2013年5月7日火曜日

牧野和春『桜伝奇』を読む(6) 第4章 山高神代桜(やまたかじんだいざくら、山梨県北巨摩郡)

牧野和春『桜伝奇--日本人の心と桜の老巨木めぐり』を読む(6)
第4章 山高神代桜(やまたかじんだいざくら、山梨県北巨摩郡)
1 樹齢二千年!

巨樹、巨木を尋ね歩く意味
 私はこの列島各地に巨樹、巨木を尋ね歩いている。
ふり返ってみると、その数はもう二五〇本ほどになる。今も続けている。
・・・そのことによって、日本人の自然への感性、生き方、考え方などを具体的に教えられたし、その奥行のきわめて深いことも知らされてきた。
そのうえ巨樹、巨木と語り合うことによって得られる心の充足感を思うと、巨樹、巨木巡りの恩恵は無限である。

 人はよく私に質問する。
「いったい、何がもとでそんなことを始められたのですか。動機は何ですか」と。

 ところが、この質問への回答が、なかなか一言にして明確には言えぬのである。
・・・この問題は、私にとっては戦後日本をどう考え、どう位置づけるか、に帰着する。
それを論ずることは、「太平洋戦争」とは、日本にとっていったい何であったのか、という命題となり、すると、”東京裁判史観問題”に行きつく。
日本人論を超えて、日本論そのものに行きついてしまう。
となると、これほど厄介なことはないわけだ。
現在の私はこの問題について決着をつけられるほど上等の精神構造にはない。
話は余計もつれてくる。

私(著者)の後半生に、一つの転機を与えてくれた「山高神代桜」
 場所は山梨県北巨摩郡武川(むかわ)村山高(やまたか)という集落である。・・・

2 老樹に会う

 「山高神代桜」の前に立ってみて、改めて、「これが二千年もこの世に生きてきた木の実相なのか」と感じ入った。

言うに言われぬ威厳:推定樹齢に千年
 第一、この一帯にはいうに言われぬ威厳がたち込めている。神代桜が放つ神韻なのであろう。
まず、この巨大な桜の根元はどうであろう。
 なるほど、幹の上部はすでに朽ち果ててしまってはいるが、根元だけはまるでとてつもない「瘤(こぶ)」のような存在となって、大地にもぐり込んでいるのだ。調査結果によると、根元の周囲なんと約十三メートル。だとすると、畳の部屋、一室にも相当する面積だ。こんな巨大な「瘤」がもちろん一朝一夕に出来るものではない。百年、二百年、否一千年、更に、それも否だ。実に二千年の年月をかけてこそ、一本の桜の幼木はついに八畳の間にも相当する巨大なる根株にまで生長したのだ。
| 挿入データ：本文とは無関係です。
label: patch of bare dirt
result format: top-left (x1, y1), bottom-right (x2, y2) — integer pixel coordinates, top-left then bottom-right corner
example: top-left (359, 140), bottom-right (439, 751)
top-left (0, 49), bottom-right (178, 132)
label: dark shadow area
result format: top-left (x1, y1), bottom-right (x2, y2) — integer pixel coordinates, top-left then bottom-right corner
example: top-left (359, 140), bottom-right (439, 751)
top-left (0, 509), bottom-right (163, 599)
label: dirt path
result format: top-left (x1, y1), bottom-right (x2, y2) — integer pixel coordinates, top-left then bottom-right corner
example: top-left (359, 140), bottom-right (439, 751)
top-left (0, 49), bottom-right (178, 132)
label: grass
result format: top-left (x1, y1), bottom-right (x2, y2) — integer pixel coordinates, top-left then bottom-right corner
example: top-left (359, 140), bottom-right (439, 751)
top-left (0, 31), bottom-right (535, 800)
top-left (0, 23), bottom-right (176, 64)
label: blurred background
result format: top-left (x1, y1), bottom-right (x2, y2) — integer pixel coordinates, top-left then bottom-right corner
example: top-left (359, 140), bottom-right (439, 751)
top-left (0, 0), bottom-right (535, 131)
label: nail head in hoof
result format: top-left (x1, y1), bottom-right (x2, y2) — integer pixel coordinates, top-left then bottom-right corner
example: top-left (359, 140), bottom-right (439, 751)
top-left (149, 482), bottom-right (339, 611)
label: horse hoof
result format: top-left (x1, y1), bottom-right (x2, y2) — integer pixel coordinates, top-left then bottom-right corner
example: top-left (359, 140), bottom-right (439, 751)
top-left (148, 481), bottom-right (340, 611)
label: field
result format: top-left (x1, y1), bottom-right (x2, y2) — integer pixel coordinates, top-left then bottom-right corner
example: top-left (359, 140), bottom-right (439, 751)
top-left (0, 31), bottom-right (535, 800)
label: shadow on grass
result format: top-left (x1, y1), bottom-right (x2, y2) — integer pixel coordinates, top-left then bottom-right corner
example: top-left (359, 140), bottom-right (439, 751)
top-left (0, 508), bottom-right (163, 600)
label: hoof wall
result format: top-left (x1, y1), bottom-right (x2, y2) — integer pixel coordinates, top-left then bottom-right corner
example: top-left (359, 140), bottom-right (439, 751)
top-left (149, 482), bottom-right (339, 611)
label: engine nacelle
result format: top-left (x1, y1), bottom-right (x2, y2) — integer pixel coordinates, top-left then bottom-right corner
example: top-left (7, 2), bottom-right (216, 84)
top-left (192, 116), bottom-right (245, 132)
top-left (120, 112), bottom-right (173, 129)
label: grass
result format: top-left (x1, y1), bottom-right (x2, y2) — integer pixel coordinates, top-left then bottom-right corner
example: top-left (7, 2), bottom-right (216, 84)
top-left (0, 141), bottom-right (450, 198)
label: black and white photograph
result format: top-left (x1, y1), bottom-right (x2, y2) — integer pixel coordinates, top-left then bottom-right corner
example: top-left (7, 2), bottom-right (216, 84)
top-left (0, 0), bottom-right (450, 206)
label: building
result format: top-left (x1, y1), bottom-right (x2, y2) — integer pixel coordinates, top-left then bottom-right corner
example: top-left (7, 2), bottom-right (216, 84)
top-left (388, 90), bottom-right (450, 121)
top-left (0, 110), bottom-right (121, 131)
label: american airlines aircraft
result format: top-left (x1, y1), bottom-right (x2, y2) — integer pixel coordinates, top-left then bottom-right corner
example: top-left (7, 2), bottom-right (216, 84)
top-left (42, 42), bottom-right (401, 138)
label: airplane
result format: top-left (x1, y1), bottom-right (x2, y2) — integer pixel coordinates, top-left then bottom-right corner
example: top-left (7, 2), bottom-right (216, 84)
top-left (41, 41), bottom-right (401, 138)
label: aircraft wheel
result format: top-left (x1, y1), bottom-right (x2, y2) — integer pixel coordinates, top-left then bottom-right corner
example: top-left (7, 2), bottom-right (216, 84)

そのことが話でもなければ記録でもなく、手をのぼせは触れることのできる実存在として、目の前に、巨大な黒い塊となっていまある。

 私がひしひしと実感しているのは、そのような存在の実感と、物としての存在の迫力である。
正直いって、私はこの巨大なる”二千年”の「瘤」に圧倒されそうだし、その力(エネルギー)を感じている。
その「力」が私の肉体に、まるでどしゃぶりの雨でもふりかかる如く、ピリビリと伝わってくる。
太古、われらが父祖たちが一本の巨木、一体の巨石に感じ取ったと同質の原始の感性を、現代に生きる私もこの巨大なる木の根元より、感じ取っている。
それを学者がアニミズムと一口に総称するのならそれで私はかまわないわけだ。
そんなことは感性の当事者である私にとっては、どうでもよいことだとまではいわぬが、まあ、瑣末なことであることは確かなのである。
私からいわしむれば、人間よ。まず、この偉大なる木の「瘤」に驚け! 次に、この「瘤」に向ってひれ伏し、畏れ、かしこめ、といいたいのである。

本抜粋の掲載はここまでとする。